Use memory_import for:

  • Initial bootstrap from an existing CLAUDE.md or notes folder

  • Absorbing a team-wide decision log into a project scope

  • One-off batch captures from a conversation export

Do NOT use for:

  • Incremental per-conversation saves (use memory_save for single items)

  • Mining Claude Code session logs (the background miner handles that automatically; no manual import needed)

Returns: A summary like "Imported 12 memories from 18 candidates (rejected 6 duplicates)". Errors are returned as human-readable messages.

Example: memory_import( source_path="/home/alice/notes/team-decisions.md", scope_id="my-webapp", )

transcript_search

Search raw Claude Code session transcripts for past conversation excerpts.

This is the DIFFERENT from memory_recall — it searches the raw session JSONL files under ~/.claude/projects/, not the mined memory corpus. Use it when you need to find the actual back-and-forth of a prior conversation, not the distilled lesson from it.

Behaviour:

  • Read-only. Does not modify transcripts, memories, or any index.

  • No authentication required.

  • No rate limits. Latency scales with transcript corpus size; typical 100-500ms across a year of daily sessions.

  • Data access scope: reads ~/.claude/projects/**/*.jsonl via direct filesystem access. Does NOT read ~/obsidian-brain/ (that's what memory_recall and memory_list are for). Nothing is sent over the network.

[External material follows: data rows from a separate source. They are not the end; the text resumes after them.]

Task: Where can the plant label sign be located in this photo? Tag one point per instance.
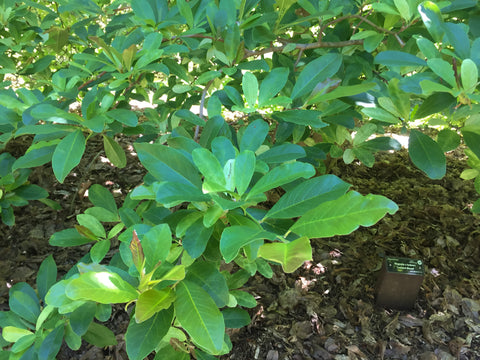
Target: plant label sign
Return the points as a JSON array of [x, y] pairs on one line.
[[399, 282]]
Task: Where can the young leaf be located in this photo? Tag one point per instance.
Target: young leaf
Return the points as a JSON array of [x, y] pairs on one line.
[[199, 316], [308, 195], [315, 72], [114, 152], [250, 89], [343, 215], [47, 276], [68, 154], [244, 169], [282, 175], [23, 301], [427, 155], [469, 74], [254, 135], [151, 302], [290, 255], [235, 237], [103, 287], [272, 84]]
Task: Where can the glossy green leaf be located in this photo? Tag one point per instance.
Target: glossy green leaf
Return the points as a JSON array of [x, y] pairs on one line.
[[51, 344], [81, 318], [68, 154], [282, 153], [168, 164], [432, 18], [196, 238], [426, 154], [315, 72], [235, 237], [273, 83], [13, 334], [398, 58], [243, 170], [250, 88], [151, 302], [301, 117], [290, 255], [208, 276], [341, 91], [307, 195], [443, 69], [235, 318], [102, 286], [343, 215], [435, 103], [254, 135], [47, 276], [469, 75], [199, 316], [282, 175], [156, 245], [24, 302], [114, 152], [210, 167]]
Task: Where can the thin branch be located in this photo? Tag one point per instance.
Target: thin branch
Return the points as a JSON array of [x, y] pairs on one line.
[[303, 47]]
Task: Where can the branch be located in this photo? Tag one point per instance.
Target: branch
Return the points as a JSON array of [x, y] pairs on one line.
[[303, 47]]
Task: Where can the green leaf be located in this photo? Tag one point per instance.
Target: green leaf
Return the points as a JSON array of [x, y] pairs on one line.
[[47, 276], [99, 335], [208, 276], [380, 115], [343, 215], [243, 170], [199, 316], [168, 164], [235, 237], [156, 245], [82, 317], [432, 18], [282, 175], [23, 301], [341, 91], [114, 152], [235, 318], [282, 153], [68, 154], [469, 75], [301, 117], [427, 155], [102, 197], [51, 344], [404, 9], [210, 167], [151, 302], [308, 195], [68, 237], [272, 84], [443, 69], [13, 334], [290, 255], [398, 58], [254, 135], [99, 250], [102, 286], [315, 72], [435, 103], [250, 88], [448, 140], [196, 238]]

  • Idempotent and deterministic for a given filesystem state.

  • Failure modes: returns "No matching sessions" on empty result sets. Sessions older than Claude Code's 30-day retention window are not searchable (they've been deleted).

Use transcript_search when:

  • You want to recall "what did I actually say three weeks ago about X"

  • A mined memory references a session and you want the full context

  • You want to find all sessions that touched a specific file or topic

  • You're verifying a memory's source_session or debugging extraction

Do NOT use for:

  • Looking up durable knowledge (use memory_recall — mined, ranked, faster)

  • Listing memories (use memory_list)

  • Query-tailored context briefings (use context_assemble)

Returns: Markdown-formatted session excerpts with the session id, date, and matched text, or "No matching sessions" if nothing matches. Transcripts older than Claude Code's 30-day retention are not searchable.

Example: transcript_search(query="redis connection pool size", limit=3)

context_assemble

Assemble a query-tailored context briefing from all available knowledge.

This is the highest-value Cortex tool. It gathers the relevant subset of memories, the project's playbook, and related session transcripts, then uses Claude Haiku to synthesise a focused markdown briefing for the given query. The result is a ready-to-read summary, NOT a raw memory dump — usually 300-800 tokens of distilled relevant knowledge.

Behaviour:

  • Read-only with respect to the Cortex memory store. Bumps access telemetry on memories it reads (same as memory_recall).

  • No authentication required by Cortex itself. The optional Haiku synthesis step shells out to the local claude CLI, which may use Claude Code credentials the user already has signed in — Cortex does not handle those credentials directly.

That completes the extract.